Dernière mise à jour : 1 mai 2023


Cette chronique est présentée par Gabrielle Halpern chaque mardi dans le journal de 12h sur la Radio RCJ et vous offre un regard philosophique sur l'actualité.


Alors que les commémorations de Yom HaShoah, - la Journée de la Shoah -, ont eu lieu, je me suis replongée dans les œuvres de Primo Levi, qui contiennent des réflexions intemporelles sur la vie, l’amitié, la ville, l’Europe, les technologies, les sciences, la responsabilité ou encore le courage. Il ne s’agit pas seulement de son ouvrage célèbre « Si c’est un homme », mais également de ses romans, de ses nouvelles, de ses poésies. Or, j’ai été extrêmement frappée, en partageant ici et là quelques-unes de ses citations, de me voir souvent rétorquée, en guise de commentaire : « oui, mais il s’est suicidé ! ».

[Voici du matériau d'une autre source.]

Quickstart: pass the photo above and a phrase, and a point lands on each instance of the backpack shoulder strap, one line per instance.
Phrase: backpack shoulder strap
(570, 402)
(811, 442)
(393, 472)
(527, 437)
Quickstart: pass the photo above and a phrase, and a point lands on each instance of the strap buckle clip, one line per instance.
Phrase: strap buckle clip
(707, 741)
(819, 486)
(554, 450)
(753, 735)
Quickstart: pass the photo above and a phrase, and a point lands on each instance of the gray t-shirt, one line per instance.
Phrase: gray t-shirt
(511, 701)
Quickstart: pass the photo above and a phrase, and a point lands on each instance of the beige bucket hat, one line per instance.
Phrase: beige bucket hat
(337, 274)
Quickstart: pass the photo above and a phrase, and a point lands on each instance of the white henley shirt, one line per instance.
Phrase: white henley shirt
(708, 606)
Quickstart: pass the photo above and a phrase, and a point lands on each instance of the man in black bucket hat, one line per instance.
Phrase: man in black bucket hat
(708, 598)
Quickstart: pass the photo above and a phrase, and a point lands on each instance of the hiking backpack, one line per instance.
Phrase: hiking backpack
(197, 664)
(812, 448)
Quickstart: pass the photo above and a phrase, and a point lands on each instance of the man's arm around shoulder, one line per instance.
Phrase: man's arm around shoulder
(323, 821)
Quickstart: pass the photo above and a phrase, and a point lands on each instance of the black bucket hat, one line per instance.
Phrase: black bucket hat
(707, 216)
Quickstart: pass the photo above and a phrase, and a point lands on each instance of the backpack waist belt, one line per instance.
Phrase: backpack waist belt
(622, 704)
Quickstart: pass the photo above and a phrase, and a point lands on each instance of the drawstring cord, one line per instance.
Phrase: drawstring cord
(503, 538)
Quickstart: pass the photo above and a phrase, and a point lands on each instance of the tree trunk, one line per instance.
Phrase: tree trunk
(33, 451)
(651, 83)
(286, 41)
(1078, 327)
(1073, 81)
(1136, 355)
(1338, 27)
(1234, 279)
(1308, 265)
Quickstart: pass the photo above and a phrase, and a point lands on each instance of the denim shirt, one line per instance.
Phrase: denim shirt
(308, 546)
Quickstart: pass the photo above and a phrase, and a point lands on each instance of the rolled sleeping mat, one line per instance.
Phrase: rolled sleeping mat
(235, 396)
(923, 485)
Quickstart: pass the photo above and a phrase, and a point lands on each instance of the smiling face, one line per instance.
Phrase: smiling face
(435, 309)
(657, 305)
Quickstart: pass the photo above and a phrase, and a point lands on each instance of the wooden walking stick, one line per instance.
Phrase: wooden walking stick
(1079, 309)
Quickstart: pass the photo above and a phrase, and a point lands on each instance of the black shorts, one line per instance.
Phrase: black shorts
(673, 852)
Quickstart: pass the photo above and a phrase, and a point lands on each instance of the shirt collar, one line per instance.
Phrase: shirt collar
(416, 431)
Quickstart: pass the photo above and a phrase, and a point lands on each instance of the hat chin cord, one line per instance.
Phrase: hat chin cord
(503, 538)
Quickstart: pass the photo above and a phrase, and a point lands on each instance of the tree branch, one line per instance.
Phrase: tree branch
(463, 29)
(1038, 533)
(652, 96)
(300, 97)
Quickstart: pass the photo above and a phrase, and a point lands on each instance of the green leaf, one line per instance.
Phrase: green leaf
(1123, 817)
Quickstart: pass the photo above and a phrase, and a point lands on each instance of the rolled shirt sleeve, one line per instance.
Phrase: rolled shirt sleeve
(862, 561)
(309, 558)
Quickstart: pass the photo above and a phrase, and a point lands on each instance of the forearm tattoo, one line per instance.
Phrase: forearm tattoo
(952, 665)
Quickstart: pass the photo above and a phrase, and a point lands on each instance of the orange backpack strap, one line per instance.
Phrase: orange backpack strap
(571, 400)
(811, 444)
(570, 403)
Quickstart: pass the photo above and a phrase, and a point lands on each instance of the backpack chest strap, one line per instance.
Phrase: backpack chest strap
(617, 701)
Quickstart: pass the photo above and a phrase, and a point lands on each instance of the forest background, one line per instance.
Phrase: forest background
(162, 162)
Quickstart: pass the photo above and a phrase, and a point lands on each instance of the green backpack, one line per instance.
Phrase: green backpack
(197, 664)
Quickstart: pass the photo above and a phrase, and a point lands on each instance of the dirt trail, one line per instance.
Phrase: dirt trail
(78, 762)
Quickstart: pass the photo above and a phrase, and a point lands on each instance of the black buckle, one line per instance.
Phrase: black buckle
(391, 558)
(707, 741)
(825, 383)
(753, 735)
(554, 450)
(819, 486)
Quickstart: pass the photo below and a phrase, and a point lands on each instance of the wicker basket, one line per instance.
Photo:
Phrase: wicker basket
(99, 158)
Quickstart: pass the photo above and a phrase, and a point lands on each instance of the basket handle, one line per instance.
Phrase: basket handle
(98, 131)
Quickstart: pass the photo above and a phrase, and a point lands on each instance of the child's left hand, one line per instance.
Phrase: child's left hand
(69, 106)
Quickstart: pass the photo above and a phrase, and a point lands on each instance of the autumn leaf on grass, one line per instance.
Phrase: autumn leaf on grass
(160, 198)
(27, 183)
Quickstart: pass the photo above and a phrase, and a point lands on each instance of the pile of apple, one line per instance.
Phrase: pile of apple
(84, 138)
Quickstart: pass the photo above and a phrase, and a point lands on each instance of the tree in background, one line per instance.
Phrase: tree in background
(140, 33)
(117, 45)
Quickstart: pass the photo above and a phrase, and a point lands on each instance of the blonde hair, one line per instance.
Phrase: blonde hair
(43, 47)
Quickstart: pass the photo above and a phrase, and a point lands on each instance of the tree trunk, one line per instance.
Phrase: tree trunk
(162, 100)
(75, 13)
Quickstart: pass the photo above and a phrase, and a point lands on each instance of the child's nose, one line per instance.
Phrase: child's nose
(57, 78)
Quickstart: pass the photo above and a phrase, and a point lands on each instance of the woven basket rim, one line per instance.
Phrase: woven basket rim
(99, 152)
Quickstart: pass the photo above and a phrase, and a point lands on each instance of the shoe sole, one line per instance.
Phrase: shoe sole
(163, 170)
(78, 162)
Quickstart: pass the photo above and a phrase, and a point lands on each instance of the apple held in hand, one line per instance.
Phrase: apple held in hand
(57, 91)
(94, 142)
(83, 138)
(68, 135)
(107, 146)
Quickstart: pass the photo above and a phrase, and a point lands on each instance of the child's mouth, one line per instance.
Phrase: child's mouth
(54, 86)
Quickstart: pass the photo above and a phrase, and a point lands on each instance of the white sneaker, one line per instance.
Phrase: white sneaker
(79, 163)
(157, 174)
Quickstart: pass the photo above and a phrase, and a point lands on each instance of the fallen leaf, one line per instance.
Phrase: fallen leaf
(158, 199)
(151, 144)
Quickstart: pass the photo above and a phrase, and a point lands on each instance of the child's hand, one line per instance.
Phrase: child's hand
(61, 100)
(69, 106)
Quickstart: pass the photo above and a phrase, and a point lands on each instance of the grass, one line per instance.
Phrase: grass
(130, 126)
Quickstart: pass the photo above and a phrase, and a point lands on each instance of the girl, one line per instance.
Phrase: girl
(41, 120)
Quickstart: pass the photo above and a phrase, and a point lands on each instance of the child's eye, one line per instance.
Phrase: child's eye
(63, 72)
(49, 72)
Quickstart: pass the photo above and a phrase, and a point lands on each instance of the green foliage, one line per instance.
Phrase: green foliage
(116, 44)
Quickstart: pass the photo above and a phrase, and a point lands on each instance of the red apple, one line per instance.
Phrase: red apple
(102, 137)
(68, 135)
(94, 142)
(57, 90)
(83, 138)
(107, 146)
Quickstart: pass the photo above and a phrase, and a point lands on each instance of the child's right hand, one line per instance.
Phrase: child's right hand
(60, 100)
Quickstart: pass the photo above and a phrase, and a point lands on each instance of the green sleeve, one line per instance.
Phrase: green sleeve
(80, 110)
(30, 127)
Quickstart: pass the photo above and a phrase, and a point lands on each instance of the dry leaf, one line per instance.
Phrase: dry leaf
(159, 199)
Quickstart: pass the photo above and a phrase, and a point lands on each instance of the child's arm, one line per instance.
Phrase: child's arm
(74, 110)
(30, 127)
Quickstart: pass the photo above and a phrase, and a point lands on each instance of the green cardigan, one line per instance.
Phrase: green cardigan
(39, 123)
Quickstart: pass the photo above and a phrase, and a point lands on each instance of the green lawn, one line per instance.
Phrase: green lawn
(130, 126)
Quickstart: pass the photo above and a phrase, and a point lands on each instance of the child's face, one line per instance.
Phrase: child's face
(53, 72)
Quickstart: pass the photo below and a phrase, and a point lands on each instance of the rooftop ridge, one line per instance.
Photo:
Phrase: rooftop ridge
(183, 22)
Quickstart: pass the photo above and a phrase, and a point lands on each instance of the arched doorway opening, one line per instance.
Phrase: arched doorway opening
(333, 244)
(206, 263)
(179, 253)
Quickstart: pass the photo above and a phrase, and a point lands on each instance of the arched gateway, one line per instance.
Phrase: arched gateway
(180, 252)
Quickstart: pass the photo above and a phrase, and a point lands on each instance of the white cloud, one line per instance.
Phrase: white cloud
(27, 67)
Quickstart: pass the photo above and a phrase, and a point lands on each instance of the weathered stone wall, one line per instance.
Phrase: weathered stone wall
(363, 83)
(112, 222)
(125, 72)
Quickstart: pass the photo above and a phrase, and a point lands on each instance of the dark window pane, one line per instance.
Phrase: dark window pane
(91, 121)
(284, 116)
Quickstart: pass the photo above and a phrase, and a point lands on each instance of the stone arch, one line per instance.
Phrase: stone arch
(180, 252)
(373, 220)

Il ne s’agit pas d’un commentaire, mais d’un couperet ! Comme si toute l’œuvre de Primo Levi ne pouvait être interprétée, c’est-à-dire comprise, qu’à l’aune de son suicide. Comme si son suicide venait apporter une explication ultime de tous ses propos, de toute sa vie. Comme si son suicide venait remplacer tout ce qu’il avait pu dire, même ses émerveillements, même ses enthousiasmes. Comme si son suicide devenait tout ce que nous pouvions finalement retenir de lui. Un seul acte peut-il résumer toute une vie, toute une pensée, toute une œuvre, tout un engagement ? Est-ce parce qu’il s’agit de l’acte ultime qu’il peut servir de grille de lecture de tous les autres actes ? Cela est injuste, décidément trop injuste.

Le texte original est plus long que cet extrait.